The results were mixed together. Fine-tuned models often had a higher percentage of correct answers, but still hallucinated frequently and often abstained. The paper concludes that tweaks may be helpful, but “more work is needed to develop a reliable strategy that balances these objectives.”
Apply sufficient context to real-world RAG systems
For enterprise teams looking to apply these insights to their own RAG systems, such as those that enhance their internal knowledge base and customer support AI, Rashtchian outlines a practical approach. He proposes first collecting a dataset of query context pairs that represent the types of examples in production. Next, use LLM-based vehicles to label each example as having sufficient or insufficient context.

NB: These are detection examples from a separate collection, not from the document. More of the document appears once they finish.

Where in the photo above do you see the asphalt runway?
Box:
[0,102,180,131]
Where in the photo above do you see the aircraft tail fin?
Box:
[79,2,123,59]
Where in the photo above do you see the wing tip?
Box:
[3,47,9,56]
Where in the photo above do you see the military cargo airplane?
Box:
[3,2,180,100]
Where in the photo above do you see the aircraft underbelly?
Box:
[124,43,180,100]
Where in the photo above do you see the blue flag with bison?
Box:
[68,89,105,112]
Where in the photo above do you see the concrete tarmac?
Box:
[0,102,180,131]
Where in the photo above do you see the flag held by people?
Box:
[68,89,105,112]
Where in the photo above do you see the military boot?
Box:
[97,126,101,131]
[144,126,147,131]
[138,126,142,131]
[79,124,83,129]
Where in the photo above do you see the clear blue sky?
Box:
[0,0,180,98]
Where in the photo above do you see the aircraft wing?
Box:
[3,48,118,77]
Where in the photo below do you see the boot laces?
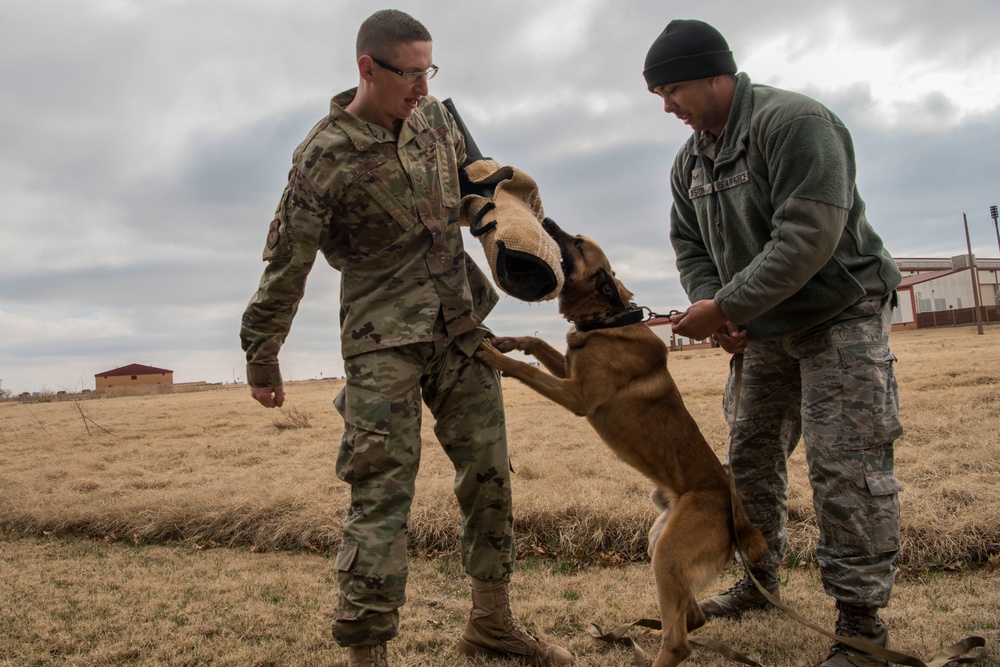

“This gives a good estimate of already sufficient proportion of context,” Rashtchian said. “If it’s under 80-90%, there could be plenty of room to improve the search or knowledge-based aspects of things. This is a proper observable symptom.”
Rashtchian advises teams to “strat the model responses based on examples with sufficient and insufficient context.” By examining metrics across these two separate datasets, teams can better understand the nuances of performance.
“For example, we found that models are more likely to provide false responses (with regard to ground truth) if the context is insufficient. This is another observable symptom,” he pointed out, adding, “aggregating statistics across the entire dataset could be glossing across a small set of important but not addressed small queries.”
While LLM-based cars show high accuracy, enterprise teams may wonder about the additional computational costs. Rashtchian has made it clear that overhead can be managed for diagnostic purposes.
“It’s important to run an LLM-based car with a small test set (for example, the 500-1000 example) and since this can be done ‘offline’, you don’t have to worry about the amount of time it takes,” he said. For real-time applications, he admits that “it’s better to use heuristics, or at least a smaller model.” According to Rashtchian, important takeaways are “engineers should be looking at things that are beyond similarity scores and more from the search components. Having additional signals from LLM or heuristics can lead to new insights.”